Auch mit seiner Argumentation, die belangte Behörde habe zu Unrecht nicht das Vorliegen einer Notstandssituation angenommen, gelingt es dem Beschwerdeführer nicht, Rechtswidrigkeit des angefochtenen Bescheides aufzuzeigen. So kann insbesondere der vom Beschwerdeführer hiefür ins Treffen geführte Umstand, eine geplante Bauführung wäre im Fall des Unterbleibens der Verrohrung verzögert und verteuert worden, für den Nachweis einer Notstandssituation nicht ausreichen (vgl. die in Hauer - Leukauf, Handbuch des österreichischen Verwaltungsverfahrens 4, Eisenstadt 1990, S. 736 und 737, zitierte Judikatur).
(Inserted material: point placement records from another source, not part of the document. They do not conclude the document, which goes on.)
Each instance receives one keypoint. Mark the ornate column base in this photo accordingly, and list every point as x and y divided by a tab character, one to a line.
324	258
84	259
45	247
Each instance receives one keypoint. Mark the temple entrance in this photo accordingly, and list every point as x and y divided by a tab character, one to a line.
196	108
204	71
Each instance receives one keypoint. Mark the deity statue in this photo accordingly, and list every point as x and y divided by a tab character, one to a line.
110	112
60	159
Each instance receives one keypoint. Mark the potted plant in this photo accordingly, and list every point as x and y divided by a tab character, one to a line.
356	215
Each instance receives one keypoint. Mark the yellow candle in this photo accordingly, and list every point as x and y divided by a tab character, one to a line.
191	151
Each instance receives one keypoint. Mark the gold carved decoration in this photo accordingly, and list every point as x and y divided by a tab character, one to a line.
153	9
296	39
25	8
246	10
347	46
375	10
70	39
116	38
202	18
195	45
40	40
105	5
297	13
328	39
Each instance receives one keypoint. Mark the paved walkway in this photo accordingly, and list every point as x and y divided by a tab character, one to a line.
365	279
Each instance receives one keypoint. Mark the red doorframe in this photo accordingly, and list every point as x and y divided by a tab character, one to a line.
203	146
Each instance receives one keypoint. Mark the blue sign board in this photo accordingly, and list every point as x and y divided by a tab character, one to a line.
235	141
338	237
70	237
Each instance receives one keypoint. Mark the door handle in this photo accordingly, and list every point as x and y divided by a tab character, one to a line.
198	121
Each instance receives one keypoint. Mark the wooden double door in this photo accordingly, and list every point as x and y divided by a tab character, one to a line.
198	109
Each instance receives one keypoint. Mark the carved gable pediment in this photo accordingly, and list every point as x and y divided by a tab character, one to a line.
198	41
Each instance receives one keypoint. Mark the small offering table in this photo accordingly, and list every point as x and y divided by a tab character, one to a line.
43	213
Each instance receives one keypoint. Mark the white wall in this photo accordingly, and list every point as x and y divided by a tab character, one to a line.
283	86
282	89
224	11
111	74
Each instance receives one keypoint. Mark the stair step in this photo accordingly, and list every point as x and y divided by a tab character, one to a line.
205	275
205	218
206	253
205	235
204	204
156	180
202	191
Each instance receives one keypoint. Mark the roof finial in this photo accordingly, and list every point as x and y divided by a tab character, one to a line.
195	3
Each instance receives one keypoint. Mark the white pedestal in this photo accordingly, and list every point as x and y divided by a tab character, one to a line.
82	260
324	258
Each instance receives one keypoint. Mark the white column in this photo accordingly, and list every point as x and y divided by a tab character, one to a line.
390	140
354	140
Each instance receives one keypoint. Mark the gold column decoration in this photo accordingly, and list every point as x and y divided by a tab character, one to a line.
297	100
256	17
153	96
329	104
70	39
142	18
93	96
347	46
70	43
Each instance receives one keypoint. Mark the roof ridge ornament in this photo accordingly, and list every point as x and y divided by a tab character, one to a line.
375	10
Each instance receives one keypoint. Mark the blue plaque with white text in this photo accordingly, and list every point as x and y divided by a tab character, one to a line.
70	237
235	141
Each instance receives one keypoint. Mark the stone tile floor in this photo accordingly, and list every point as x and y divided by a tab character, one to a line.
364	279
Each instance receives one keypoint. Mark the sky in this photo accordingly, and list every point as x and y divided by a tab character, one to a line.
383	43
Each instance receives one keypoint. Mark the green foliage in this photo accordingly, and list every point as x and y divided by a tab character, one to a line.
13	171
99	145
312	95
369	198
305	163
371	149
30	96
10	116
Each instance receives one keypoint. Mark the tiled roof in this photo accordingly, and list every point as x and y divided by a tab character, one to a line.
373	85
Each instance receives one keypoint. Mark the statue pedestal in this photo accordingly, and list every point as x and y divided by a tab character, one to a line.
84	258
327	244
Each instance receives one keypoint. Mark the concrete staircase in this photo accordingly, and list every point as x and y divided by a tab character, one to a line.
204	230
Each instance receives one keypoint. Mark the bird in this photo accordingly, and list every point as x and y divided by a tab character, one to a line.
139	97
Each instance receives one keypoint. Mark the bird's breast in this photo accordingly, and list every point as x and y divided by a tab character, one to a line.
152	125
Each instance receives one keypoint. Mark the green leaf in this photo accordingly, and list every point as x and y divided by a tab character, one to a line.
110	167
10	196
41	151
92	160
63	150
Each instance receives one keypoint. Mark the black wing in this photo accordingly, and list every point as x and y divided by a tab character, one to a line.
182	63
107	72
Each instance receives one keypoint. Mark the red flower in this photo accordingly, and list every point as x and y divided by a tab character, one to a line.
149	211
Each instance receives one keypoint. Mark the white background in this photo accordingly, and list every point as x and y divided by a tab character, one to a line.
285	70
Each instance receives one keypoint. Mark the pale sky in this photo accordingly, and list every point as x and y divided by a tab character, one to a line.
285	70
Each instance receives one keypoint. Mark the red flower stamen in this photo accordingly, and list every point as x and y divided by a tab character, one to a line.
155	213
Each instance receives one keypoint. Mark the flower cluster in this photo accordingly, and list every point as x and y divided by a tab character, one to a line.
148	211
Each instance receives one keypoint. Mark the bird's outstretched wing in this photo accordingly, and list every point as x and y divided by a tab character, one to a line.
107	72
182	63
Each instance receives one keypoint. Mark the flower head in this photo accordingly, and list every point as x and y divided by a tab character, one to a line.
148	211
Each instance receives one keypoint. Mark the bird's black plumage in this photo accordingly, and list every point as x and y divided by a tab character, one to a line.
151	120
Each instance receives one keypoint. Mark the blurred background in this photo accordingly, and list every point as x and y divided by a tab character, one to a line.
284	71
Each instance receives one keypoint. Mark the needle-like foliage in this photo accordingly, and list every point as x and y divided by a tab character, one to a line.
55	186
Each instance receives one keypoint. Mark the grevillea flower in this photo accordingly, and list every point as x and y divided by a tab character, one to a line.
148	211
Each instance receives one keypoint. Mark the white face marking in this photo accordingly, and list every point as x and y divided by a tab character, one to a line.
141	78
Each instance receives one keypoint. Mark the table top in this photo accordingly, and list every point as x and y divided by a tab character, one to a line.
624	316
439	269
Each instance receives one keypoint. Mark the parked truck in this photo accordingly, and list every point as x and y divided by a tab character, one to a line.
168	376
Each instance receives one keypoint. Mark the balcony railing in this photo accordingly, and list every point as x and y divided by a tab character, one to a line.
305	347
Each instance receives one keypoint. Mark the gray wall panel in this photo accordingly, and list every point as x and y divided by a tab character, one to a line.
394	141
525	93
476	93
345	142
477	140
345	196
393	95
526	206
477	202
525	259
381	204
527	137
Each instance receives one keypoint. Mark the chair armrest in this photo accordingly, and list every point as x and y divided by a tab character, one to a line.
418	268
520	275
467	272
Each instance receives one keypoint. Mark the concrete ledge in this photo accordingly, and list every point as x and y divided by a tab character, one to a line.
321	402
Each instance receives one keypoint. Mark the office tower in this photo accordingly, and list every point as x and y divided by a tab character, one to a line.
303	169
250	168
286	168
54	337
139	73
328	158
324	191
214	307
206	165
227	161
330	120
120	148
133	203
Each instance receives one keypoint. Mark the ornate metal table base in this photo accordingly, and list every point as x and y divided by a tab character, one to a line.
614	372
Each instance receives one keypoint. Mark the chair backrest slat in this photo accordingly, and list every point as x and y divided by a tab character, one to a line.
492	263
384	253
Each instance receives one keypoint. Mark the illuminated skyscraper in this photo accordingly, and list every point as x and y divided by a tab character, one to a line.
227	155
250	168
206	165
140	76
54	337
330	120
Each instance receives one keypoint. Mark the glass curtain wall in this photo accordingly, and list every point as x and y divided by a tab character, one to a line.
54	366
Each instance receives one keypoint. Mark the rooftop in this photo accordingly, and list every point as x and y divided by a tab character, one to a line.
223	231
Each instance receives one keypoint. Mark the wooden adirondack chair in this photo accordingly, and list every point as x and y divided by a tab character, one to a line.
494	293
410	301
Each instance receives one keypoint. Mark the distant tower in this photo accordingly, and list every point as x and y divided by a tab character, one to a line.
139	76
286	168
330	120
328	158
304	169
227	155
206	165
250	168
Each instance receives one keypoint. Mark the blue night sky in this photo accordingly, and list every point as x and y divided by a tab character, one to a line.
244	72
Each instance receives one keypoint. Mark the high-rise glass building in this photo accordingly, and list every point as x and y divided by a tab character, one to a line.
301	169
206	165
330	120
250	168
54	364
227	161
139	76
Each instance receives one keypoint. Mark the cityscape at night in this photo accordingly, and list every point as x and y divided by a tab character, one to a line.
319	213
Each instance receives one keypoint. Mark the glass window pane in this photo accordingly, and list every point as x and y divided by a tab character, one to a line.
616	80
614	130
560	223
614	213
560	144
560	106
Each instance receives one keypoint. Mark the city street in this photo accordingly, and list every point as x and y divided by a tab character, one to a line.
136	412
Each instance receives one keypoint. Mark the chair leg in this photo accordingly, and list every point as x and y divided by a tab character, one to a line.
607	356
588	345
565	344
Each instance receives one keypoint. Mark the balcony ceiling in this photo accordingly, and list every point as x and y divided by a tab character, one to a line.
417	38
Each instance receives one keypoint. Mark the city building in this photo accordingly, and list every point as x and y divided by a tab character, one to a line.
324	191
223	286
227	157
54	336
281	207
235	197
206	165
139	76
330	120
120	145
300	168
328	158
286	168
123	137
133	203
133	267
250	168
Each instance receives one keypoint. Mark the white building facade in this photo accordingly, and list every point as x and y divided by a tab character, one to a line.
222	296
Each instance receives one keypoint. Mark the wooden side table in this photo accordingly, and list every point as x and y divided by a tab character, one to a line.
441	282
Soweit der Beschwerdeführer in einer im verwaltungsgerichtlichen Verfahren beigebrachten ergänzenden Mitteilung die Unzuständigkeit der Wasserrechtsbehörde dadurch zu begründen sucht, daß es sich bei der Verrohrung um keinen Schutz- und Regulierungswasserbau, sondern um "eine von der Gemeinde Z. als Trägerin des öffentlichen Gutes in Anspruch genommene Grunddienstbarkeit der Wasserableitung" handle, deren Beurteilung dem Bestand und Umfang nach in die Zuständigkeit der ordentlichen Gerichte gehöre, ist ihm zu entgegnen, daß Gegenstand des durchgeführten Verwaltungsstrafverfahrens nicht die Frage des Rechtsgrundes für das Bestehen des Gerinnes war, sondern die Frage, ob für die errichtete Anlage die erforderliche wasserrechtlich Bewilligung rechtzeitig eingeholt worden war. Aus dem lediglich Aussagen zur Frage der Zuständigkeit für die Beurteilung des Bestandes und Umfanges von auf Privatrechtstiteln beruhenden Wasserbezugs- und Wasserleitungsdienstbarkeiten treffenden Erkenntnis des Obersten Gerichtshofes vom 7. Juni 1963, 1 Ob 86/63, SZ XXXVI/79, das der Beschwerdeführer für seinen Standpunkt ins Treffen geführt hat, ist daher für die Frage der Zuständigkeit der Wasserrechtsbehörde hinsichtlich der Bewilligung von Schutz- und Regulierungswasserbauten nichts zu gewinnen.

Der Beschwerdeführer verkennt auch die Grundsätze des Verfahrens über Bescheidbeschwerden vor dem Verwaltungsgerichtshof, wenn er beantragt, in Stattgebung seiner Beschwerde das Strafverfahren einzustellen, "in eventu das Verfahren an die Behörde erster Instanz zurück(zu)verweisen" bzw. in eventu den angefochtenen Bescheid "dahin ab(zu)ändern, daß der Ausspruch über die Geldstrafe aufgehoben und von einem Strafausspruch abgesehen wird" bzw. "in eventu die Geldstrafe mit S 100,-- fest(zu)setzen". Dieses auf die nachprüfende Kontrolle der Rechtmäßigkeit von Bescheiden von Verwaltungsbehörden beschränkte Verfahren läßt eine Entscheidung in der Sache selbst und somit auch eine Zurückverweisung an eine Verwaltungsbehörde nicht zu.

Die sich sohin als unbegründet erweisende Beschwerde war gemäß § 42 Abs. 1 VwGG abzuweisen.

Der Ausspruch über den Aufwandersatz gründet sich auf die §§ 47 ff VwGG in Verbindung mit der Verordnung BGBl. Nr. 104/1991.